OUT ON A LIMB: An Open Letter To Foster the People

December 14. 2011 | By Trina N. Green

Dear Foster the People,

I hate you. Okay, maybe hate is a little strong, but it suits my emotional content on the subject. I hate every annoying whistle that comes out of your collective faces. I hate your simplified, dumbed-down saccharine lyrics and silly synth-pop chords that any grade school band camp kid could create that you dole out as the second movement of pop. I want, no, demand much, much better from my music than the trite crap that you offer about sneakers and such (okay, there was that one Spice Girls CD, but that’s it). Being that I’m originally from Brooklyn and you occupy space in Los Angeles, your recent performance on Saturday Night Live was so embarrassing (“Pumped Up Kicks” was quite shitty although “Houdini” fared better) that I wanted to reinstitute any and all semblances of the East Coast/West Coast beefs that took out Tupac and Biggie Smalls. Had I done that, I truly believe that I would’ve been praised far and wide for the good service done to mankind and to music. Kthanksbye.

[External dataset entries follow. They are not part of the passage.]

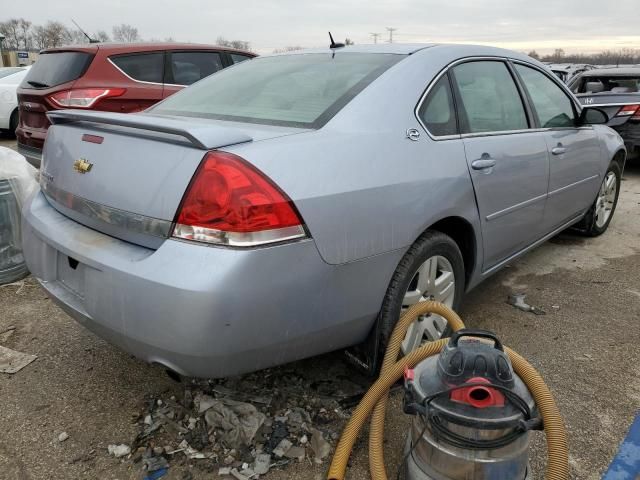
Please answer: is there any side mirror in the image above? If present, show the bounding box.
[580,107,609,125]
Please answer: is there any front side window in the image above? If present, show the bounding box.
[152,53,405,128]
[111,52,164,83]
[418,75,458,137]
[453,61,529,133]
[171,52,223,85]
[516,64,575,128]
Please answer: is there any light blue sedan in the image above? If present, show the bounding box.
[23,44,626,377]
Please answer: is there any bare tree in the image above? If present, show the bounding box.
[0,18,22,50]
[113,23,140,43]
[93,30,111,42]
[19,18,32,50]
[44,22,69,48]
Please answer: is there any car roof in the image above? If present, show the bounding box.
[583,66,640,77]
[40,42,256,56]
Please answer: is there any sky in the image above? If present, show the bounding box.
[0,0,640,54]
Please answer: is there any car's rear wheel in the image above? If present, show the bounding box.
[376,231,465,367]
[9,108,20,136]
[578,162,622,237]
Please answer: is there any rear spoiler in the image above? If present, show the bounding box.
[47,110,253,150]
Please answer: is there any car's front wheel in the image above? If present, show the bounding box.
[377,231,465,366]
[578,162,622,237]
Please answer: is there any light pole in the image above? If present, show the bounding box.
[0,33,4,67]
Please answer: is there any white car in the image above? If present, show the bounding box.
[0,67,31,133]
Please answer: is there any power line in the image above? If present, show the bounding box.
[387,27,397,43]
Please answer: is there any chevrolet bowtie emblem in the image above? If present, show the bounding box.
[73,158,93,173]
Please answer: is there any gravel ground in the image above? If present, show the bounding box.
[0,134,640,480]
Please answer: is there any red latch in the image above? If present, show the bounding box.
[450,373,504,408]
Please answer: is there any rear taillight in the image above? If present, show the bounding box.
[616,105,640,117]
[173,151,306,247]
[49,88,126,108]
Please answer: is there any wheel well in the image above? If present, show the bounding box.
[611,150,627,172]
[427,217,476,285]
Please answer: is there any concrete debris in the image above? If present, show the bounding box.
[253,453,271,475]
[131,359,370,480]
[204,398,266,448]
[107,444,131,458]
[273,438,293,458]
[507,293,546,315]
[0,346,38,373]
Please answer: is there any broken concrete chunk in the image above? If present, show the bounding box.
[284,447,305,462]
[273,438,293,458]
[253,453,271,475]
[0,346,38,373]
[309,428,331,463]
[107,443,131,458]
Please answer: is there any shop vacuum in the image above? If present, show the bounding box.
[401,329,542,480]
[327,302,569,480]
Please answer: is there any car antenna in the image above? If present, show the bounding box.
[329,32,344,49]
[71,18,100,43]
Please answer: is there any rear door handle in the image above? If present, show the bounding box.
[471,158,496,170]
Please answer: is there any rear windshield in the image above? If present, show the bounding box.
[20,52,93,88]
[152,53,404,128]
[0,67,24,78]
[572,72,640,93]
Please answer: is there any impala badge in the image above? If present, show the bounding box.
[73,158,93,173]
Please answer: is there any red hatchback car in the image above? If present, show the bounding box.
[16,43,255,167]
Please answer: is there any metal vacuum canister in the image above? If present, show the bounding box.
[401,329,541,480]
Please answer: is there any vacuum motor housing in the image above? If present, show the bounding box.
[401,329,541,480]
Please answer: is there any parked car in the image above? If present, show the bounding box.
[23,44,625,377]
[17,43,255,167]
[570,67,640,158]
[0,67,30,134]
[548,63,595,83]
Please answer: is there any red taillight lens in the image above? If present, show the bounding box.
[616,105,640,117]
[173,152,306,246]
[49,88,127,108]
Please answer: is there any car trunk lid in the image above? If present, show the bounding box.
[41,110,300,248]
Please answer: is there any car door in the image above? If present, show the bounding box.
[452,59,549,271]
[514,63,601,232]
[164,50,225,98]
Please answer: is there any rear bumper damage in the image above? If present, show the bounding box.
[23,192,401,377]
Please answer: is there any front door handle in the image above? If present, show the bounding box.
[471,158,496,170]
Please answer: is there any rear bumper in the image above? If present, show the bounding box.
[18,142,42,168]
[23,193,401,377]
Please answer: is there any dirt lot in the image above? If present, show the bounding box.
[0,131,640,480]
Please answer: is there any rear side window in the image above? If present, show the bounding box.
[231,53,251,63]
[516,65,575,128]
[418,75,458,137]
[453,61,529,133]
[109,52,164,83]
[171,52,223,85]
[152,53,405,128]
[21,52,93,88]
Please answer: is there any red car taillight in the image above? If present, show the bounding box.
[173,151,306,247]
[616,105,640,117]
[49,88,127,108]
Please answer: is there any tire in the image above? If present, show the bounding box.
[356,231,465,374]
[577,162,622,237]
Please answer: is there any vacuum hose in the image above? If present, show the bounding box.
[328,302,569,480]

And reader, if you say something stupid like, “Oh, you just hate them now that they’re mainstream,” walk away from this conversation because I’m not afraid to verbally punch you in the face for your idiocy. In fact, I might actually enjoy it. FTP had no place in my musical world when they were a 3-song EP touting undercard in Silverlake and nothing has changed. I simply have very little patience for rehashed electro-pop with wimpy vocals that came before in the form of MGMT and Passion Pit (neither of whom I’m fond of). And just as annoyingly done, so simplistic and undeserving of the retarded level of success it has achieved. Yes my beloved friend, Kevin Bronson, I know FTP holds a special place in your audiophile heart and I’m not mad at you; keep them there, keep them close. For this time three years from now after they’ve been ground to forgotten dust beneath the boot heel of “What was I thinking?” I’ve no doubt they’ll solicit the heft of your knowledge, name recognition, and fondness for them and tickle your inbox with another 3-song EP destined to bring them back from the bowels of one-hit wonder, throwaway pop obscurity-land.

Well, a girl can hope.

The opinions expressed in Out On A Limb are of the writers’ and don’t necessarily reflect the opinions of The Owl Mag.